Three year olds are difficult. This is the same on land or on a boat. Hope hated getting buckled into her car seat on land, and now hates putting her life jacket on. I anticipate this to be an on-going battle (just like the car seat), and I think as she gets older (4 maybe? For some reason I remember the boys becoming a lot more reasonable around 4) and matures it won’t be such an issue.
As long as you have enough food, the kids are fine. This is again the same at home and on the boat. When they whine – “I’m hungeryyyyyyy!”, it is always helpful to have food readily available. I liken our sailing outings to a road trip. As long as they have food and entertainment, we’re golden. This was a lesson learned after our first outing. For some crazy reason we thought the kids would sit nicely at the cockpit table while we got the boat underway. Nope! That turned into a stressful fiasco.
They want to be independent- steering the dinghy, tying us off, throwing line while going through the locks, steering the boat, etc.. This is a great thing and a challenge all at once. Grant asked the other day why Daddy always says the word “critical”. This is a critical moment, go inside the boat. It’s critical we get this done correctly right now, maybe another time. Etc. Etc. Because Pat and I are both learning a lot right now, and many things on a boat are safety issues, we haven’t been able to let the kids learn as much as they want just yet.
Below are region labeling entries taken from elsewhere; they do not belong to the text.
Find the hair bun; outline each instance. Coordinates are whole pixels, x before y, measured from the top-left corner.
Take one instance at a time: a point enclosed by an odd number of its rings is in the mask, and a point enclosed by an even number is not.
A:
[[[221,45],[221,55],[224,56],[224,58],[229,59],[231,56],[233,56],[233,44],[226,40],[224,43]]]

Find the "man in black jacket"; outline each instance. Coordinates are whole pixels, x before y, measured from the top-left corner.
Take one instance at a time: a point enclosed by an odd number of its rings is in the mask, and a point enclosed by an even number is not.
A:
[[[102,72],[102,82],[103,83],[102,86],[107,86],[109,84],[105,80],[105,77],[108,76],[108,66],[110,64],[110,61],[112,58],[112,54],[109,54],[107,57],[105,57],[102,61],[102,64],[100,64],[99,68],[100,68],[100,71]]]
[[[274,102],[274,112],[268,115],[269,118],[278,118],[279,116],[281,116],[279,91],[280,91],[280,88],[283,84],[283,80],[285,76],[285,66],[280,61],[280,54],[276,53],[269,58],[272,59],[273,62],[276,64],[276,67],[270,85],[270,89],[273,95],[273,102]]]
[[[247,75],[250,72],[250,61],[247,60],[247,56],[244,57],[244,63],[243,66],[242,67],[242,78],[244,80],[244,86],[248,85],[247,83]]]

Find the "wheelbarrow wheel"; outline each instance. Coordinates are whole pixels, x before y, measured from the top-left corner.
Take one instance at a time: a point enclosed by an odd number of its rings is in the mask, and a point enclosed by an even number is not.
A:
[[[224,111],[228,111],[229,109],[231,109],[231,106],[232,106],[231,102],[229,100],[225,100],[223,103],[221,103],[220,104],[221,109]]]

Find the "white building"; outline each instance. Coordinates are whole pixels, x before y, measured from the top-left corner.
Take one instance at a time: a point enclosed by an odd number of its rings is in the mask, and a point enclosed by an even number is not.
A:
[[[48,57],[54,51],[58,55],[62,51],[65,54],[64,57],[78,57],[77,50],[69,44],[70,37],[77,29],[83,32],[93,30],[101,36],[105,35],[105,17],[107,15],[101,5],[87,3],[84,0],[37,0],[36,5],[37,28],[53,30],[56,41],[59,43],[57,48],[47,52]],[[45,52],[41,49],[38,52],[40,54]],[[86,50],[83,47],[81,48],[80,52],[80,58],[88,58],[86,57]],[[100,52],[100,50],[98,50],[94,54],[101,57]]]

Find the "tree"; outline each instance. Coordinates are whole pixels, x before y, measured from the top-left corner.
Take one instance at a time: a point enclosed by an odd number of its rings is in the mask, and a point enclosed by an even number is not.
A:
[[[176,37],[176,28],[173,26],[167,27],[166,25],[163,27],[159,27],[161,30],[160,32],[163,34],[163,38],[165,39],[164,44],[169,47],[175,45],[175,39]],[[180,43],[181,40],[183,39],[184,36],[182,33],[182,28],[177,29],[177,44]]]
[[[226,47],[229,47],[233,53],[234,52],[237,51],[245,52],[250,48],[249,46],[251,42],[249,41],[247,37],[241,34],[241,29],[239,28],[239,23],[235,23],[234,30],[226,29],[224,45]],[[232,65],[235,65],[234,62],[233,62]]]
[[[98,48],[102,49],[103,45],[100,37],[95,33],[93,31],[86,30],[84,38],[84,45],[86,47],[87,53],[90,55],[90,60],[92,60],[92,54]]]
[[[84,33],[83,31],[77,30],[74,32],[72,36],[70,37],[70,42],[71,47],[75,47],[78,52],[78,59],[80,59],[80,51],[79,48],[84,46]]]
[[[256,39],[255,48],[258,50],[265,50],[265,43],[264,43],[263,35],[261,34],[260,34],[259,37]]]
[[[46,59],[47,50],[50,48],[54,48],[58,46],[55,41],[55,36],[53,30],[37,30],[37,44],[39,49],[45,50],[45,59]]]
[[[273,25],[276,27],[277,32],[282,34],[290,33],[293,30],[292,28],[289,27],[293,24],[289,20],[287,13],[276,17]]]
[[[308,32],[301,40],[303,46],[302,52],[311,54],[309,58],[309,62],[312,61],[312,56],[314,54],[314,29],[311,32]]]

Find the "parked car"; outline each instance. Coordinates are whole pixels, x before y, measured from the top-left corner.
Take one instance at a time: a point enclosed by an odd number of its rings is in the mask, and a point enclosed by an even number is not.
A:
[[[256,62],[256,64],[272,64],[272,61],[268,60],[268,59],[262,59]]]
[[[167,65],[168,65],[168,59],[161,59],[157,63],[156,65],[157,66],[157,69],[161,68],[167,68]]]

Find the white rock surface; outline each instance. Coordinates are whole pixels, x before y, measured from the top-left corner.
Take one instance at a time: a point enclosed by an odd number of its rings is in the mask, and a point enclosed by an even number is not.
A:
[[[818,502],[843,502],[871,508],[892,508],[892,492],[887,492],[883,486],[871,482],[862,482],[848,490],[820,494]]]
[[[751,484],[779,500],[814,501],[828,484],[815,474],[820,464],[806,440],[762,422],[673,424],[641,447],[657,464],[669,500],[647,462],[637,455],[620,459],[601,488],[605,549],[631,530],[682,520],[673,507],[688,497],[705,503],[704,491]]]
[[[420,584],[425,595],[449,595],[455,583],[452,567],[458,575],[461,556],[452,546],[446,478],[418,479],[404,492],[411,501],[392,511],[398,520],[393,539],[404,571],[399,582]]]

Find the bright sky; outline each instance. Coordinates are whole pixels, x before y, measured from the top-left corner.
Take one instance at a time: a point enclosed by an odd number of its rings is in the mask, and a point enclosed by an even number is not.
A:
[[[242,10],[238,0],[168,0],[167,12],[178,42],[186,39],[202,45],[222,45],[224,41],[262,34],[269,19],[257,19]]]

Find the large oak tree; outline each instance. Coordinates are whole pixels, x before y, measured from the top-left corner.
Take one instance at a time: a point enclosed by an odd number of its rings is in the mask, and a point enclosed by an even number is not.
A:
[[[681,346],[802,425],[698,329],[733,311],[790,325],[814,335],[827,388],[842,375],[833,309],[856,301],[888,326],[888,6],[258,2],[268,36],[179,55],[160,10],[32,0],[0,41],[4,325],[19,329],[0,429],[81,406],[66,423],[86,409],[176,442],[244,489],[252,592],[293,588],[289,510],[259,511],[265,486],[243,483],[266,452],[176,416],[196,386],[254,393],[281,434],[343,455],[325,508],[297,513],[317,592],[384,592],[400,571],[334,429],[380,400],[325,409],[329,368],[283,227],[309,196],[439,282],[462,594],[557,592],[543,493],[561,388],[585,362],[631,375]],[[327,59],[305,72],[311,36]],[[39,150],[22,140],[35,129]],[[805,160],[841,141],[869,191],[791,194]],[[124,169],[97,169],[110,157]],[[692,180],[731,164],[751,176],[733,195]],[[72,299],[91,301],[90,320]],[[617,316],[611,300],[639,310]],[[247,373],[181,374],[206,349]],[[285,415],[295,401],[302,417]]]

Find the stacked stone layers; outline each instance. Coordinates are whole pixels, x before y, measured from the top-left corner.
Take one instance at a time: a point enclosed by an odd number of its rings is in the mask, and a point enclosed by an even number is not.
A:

This has caused some disappointment, but I know it’s just a matter of time before Pat and I feel comfortable enough with what we’re doing to teach the kids without feeling stressed. We’ve tried to find easy things for them to do (steering the dinghy and tying us off, steering when we’re in open waters rather than channels, etc.). .
No iPad/TV = reading to each other, making crafts, playing war with Barbie’s, putting together electrical circuits, etc. This one is similar to home, but it’s so much easier because we don’t even have a TV to turn on so it’s not an argument. It’s been great seeing how they entertain themselves while Pat and I are busy sailing. When it gets a bit rocky, Hope goes into her room to sleep. It doesn’t get much better than that!
Keeping a clean house is just as difficult in a few hundred square feet as it is in 2700. Maybe even more so because the clutter/dirt is right in your face at all times. I feel like all I’ve been doing is cooking and cleaning.
We are getting to spend lots of quality time with the kids and they seem to be excited about having more of our attention and physical closeness. This is by far my favorite change from our previous life on land.
We’ve become intimately aware of each others bodily rhythms. Toilet paper cannot go into our toilet system. This means that every time one of the kids has to use the restroom we stay next to them to make sure they don’t forget this very important rule. The first day on the boat, Pat had to don a pair of rubber gloves and retrieve some toilet paper from the toilet. Now we know we’d rather stand by the bathroom every time than do that again!
Our first couple of weeks have been a bit abnormal as we are spending nearly everyday sailing all day to get back to the states. Our new normal after this long haul will be to anchor somewhere interesting for several days/weeks and I anticipate the kid’s energy won’t be as intense.